In die Bodenverbesserung wird er viel investieren müssen, doch dabei ist er nicht allein. Ihm zur Seite stehen 70 emsige Hühner, die in drei beweglichen Ställen aus Maschendraht untergebracht sind. Sie scharren Mist in die Erde und ernähren sich vom spärlichen Gras. „Gelbe Dotter gibt es erst wieder, wenn frisches Gras wächst", sagt er.

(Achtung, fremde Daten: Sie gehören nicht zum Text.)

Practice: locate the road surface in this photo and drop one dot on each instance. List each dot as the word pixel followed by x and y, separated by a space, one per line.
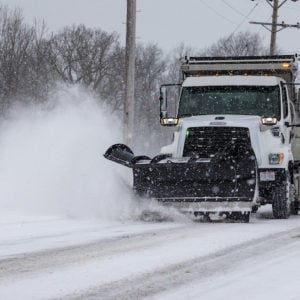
pixel 60 258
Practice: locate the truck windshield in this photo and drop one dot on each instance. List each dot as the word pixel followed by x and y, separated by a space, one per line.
pixel 237 100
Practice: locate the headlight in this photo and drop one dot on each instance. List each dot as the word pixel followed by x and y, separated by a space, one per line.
pixel 276 158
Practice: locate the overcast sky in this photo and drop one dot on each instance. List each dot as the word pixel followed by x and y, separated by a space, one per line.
pixel 197 23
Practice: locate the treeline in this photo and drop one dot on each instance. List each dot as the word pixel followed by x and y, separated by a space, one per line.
pixel 33 61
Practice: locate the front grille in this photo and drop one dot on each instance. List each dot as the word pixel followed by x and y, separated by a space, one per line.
pixel 207 141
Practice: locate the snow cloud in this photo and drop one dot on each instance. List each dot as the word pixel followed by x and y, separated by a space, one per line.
pixel 51 160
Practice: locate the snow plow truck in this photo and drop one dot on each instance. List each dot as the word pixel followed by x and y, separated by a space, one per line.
pixel 236 142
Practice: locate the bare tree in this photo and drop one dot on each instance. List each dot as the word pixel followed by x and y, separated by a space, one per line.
pixel 92 58
pixel 240 44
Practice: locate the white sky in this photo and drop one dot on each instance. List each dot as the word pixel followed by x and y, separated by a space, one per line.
pixel 197 23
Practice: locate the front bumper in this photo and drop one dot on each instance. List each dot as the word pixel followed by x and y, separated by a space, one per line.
pixel 209 206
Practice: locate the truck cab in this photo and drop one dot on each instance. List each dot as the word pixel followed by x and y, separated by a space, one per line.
pixel 221 97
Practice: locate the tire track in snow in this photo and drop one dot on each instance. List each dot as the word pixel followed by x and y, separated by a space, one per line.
pixel 170 277
pixel 19 265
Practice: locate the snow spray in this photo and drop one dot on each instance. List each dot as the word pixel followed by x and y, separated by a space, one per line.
pixel 51 160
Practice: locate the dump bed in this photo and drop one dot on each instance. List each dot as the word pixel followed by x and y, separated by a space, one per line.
pixel 283 66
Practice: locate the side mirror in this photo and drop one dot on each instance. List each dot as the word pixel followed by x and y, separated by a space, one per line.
pixel 267 122
pixel 169 121
pixel 165 119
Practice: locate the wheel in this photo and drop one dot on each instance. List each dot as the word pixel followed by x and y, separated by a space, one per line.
pixel 294 207
pixel 240 216
pixel 293 201
pixel 281 202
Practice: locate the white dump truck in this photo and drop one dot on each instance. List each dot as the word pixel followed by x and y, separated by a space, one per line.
pixel 236 144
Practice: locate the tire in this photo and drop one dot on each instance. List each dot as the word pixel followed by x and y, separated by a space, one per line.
pixel 293 200
pixel 294 207
pixel 281 202
pixel 240 217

Weitere Helfer sind in einem Areal zu sehen, das von Natursteinmauern begrenzt ist. Hier liegt träge ein Bulle namens Rudi, sieben Muttertiere und vier Kälber stehen im Schatten. Damit die Herde nicht größer wird und Rudi nicht seine Töchter bespringt, verkauft der Bio-Landwirt jedes Jahr etwa sieben Kälber, nachdem sie etwa fünfzehn Monate bei ihren Müttern verbracht haben. Es handelt sich um eine menorquinische Rasse, die Weiderinder leben ganzjährig im Freien. Ab dem kommenden Jahr werden sie wieder ausschließlich Biofutter fressen, das auf den Hoffeldern wächst. Auch deren Größe bestimmt die Zahl der Tiere: Die Felder müssen so viel hergeben, dass die Tiere satt werden.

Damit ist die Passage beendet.